Likewise in a state where the owner did not reside, the inheritance levying of taxes were applicable the same way they did in the owner\'s state. An instrument of negotiation that is presently available can enable the non-domiciliary state to levy its taxes.
Foreign corporations that held property in a state that was non-domiciliary may not be taxed by the state where the foreign corporation is set up as it is held by the decedent who was of foreign ascent and held no citizenship in the country.
Multiple taxation with regard to transfer that is levied by the state is not approved by law and may be disputed if the same happens in your case with regard to intangibles .
As per the laws of the state the right to tax an individual with regard to his activities is given to the IRS . If he is domiciled then his intangibles may naturally prove to be a support to the Government of the state in which he is domiciled and hence the same intangibles are valued accordingly and therefore can be given a single taxation at the time of transfer on his death by the state of domicile . This happens when the decedent needs the protection of the state to an extent where tax becomes liable for the intangibles. Thus with such protection as claimed by the decedent in the state, the intangibles fall under the category of taxable transfer at the time of the owner\' s death by the domiciled state.
Similarly the state of non-domiciliary can also impose tax transfer on intangibles if it can give proof of substantial protection provided for the intangibles during the life of its owner and subsequently become eligible for taxation on the intangibles.
The writing of the will determines whether the inheritance is taxable so it is necessary to see how the will is written so that taxes for inheritance is written . The assets of the deceased need to be looked into carefully prior to transferring these assets in a will to the beneficiary or beneficiaries. The problems of liquidity need not be passed down to the beneficiaries if the will is examined and drafted carefully so as to avoid taxations.

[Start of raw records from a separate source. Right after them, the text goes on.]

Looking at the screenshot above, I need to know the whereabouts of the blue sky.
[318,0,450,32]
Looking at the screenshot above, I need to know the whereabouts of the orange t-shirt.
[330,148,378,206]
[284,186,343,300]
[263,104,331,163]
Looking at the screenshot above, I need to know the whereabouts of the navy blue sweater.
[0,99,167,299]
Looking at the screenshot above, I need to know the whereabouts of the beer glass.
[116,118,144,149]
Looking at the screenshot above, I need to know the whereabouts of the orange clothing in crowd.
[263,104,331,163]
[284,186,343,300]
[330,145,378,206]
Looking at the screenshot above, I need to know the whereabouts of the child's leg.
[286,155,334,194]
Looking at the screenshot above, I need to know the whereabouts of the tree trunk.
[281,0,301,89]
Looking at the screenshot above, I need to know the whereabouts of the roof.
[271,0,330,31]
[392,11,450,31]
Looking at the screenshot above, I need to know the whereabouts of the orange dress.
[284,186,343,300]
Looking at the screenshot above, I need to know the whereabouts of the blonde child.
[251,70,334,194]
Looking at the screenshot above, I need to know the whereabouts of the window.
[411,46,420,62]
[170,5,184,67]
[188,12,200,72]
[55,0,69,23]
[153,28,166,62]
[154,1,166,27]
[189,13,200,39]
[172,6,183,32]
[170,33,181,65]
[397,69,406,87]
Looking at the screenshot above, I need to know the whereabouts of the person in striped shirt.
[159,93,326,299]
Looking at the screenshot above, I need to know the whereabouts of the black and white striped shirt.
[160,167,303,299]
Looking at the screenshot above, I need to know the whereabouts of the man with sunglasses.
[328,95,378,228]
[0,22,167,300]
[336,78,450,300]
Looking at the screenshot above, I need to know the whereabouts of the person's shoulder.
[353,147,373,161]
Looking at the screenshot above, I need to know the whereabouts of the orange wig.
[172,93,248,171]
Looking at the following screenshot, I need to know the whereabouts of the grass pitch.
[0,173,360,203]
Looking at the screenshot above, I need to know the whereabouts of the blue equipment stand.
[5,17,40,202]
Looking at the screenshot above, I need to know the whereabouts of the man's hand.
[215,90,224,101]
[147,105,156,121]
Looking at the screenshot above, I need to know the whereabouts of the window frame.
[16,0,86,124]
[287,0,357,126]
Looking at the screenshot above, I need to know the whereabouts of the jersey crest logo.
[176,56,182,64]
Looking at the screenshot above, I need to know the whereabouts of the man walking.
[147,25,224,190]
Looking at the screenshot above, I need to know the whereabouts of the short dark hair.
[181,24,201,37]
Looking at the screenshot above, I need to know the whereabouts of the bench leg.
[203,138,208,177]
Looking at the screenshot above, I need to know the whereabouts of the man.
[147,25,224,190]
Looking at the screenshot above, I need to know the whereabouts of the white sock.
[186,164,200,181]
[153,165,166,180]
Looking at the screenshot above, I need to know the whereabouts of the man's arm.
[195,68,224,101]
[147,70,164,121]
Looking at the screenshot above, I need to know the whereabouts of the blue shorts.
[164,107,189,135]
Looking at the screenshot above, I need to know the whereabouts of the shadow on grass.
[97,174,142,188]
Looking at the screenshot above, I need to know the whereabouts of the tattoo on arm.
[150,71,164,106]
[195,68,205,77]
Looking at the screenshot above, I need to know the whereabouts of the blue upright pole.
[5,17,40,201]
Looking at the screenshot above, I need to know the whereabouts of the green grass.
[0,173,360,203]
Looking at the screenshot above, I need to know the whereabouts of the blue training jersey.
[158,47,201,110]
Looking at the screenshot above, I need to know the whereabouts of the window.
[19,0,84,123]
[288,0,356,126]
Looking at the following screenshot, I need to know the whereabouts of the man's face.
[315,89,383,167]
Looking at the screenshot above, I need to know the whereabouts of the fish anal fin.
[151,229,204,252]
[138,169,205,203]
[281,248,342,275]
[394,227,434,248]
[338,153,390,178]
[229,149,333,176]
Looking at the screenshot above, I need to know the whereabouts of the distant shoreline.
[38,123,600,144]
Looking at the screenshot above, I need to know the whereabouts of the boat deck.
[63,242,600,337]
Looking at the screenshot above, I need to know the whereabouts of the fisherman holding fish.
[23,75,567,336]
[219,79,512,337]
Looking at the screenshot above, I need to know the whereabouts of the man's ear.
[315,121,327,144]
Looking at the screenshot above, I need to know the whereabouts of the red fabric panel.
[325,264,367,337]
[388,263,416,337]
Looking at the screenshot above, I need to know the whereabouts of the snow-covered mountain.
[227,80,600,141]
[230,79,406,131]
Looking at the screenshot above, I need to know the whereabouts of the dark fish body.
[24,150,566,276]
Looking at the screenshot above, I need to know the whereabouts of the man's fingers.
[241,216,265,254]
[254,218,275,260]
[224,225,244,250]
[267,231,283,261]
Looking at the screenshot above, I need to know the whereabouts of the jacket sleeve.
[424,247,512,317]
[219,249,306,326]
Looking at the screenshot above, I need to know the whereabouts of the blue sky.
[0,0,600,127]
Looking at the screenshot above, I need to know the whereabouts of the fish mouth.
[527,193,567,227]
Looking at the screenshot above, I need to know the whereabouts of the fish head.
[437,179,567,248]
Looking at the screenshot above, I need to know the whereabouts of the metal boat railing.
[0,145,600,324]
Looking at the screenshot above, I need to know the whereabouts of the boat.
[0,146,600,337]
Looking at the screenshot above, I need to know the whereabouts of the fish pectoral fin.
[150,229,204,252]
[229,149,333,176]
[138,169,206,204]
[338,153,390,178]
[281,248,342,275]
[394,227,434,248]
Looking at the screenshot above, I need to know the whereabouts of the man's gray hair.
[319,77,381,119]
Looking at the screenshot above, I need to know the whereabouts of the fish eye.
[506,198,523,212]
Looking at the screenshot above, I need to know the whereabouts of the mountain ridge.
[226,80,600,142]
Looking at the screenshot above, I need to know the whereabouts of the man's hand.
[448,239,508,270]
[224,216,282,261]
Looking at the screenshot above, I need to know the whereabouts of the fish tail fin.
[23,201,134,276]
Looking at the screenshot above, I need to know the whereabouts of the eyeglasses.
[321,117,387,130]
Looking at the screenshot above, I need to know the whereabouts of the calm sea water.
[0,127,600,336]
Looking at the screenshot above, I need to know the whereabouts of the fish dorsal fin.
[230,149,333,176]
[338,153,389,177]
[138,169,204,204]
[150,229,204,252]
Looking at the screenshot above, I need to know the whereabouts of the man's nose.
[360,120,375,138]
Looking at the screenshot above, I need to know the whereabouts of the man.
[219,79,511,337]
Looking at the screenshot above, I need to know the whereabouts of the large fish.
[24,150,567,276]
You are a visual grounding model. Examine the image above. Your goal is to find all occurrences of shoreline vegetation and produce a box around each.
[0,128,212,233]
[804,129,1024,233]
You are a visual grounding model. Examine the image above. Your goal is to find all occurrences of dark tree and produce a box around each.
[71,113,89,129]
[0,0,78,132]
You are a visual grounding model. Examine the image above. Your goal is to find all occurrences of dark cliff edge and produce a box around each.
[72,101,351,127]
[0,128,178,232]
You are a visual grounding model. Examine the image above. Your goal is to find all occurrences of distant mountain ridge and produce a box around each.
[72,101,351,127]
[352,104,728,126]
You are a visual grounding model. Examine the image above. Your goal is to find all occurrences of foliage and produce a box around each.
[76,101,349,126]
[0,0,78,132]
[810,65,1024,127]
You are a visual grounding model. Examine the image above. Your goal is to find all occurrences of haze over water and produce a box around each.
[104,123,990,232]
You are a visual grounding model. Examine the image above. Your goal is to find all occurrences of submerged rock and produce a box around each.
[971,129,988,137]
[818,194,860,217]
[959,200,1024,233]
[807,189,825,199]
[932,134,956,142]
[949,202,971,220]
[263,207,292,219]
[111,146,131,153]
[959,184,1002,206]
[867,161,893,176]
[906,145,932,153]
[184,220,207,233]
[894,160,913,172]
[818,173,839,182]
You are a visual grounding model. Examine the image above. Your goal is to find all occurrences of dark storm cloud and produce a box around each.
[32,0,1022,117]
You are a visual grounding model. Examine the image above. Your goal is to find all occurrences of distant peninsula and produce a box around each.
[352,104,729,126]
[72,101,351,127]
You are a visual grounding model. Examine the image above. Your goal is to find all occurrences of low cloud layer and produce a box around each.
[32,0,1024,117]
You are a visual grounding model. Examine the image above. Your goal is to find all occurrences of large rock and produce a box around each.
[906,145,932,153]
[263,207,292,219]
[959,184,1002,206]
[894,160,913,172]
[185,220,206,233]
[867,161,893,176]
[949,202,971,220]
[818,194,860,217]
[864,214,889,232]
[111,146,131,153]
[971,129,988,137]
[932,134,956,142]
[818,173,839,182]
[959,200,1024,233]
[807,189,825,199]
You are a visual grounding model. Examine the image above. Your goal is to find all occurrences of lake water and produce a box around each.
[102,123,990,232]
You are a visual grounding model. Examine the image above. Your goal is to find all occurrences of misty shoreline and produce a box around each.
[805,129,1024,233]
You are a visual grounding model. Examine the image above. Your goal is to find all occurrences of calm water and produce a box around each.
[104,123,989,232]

Today people raise questions to the state on the taxing of inheritance property and vote for the abolition of inheritance tax . There are many tedious formalities and the proof needed for the property to be transferred to that of the beneficiary. Almost every bit of property is taxed by the state and this is not accepted by the people. The laws of inheritance also face court decisions that usually favor the people or the inheritors and inhibit the state from claiming unnecessary heavy taxation on the inherited property. However if the state can prove that adequate and substantial protection was given at the request of the deceased during his or her lifetime, then the court may rule in favor of single taxation for the inherited property, depending on the status of the state domicile or non-domiciliary.
If you are looking to make your will or are the inheritor of a will, then be prepared to face the laws of taxation or even dispute the same . You can solve all problems if the will is drafted by an expert attorney where the need for taxation does not arise, although compensation fee to this effect is collected by the State. Inheritance tax laws are still application but a brighter future of the abolition of such laws wait for the inheritors.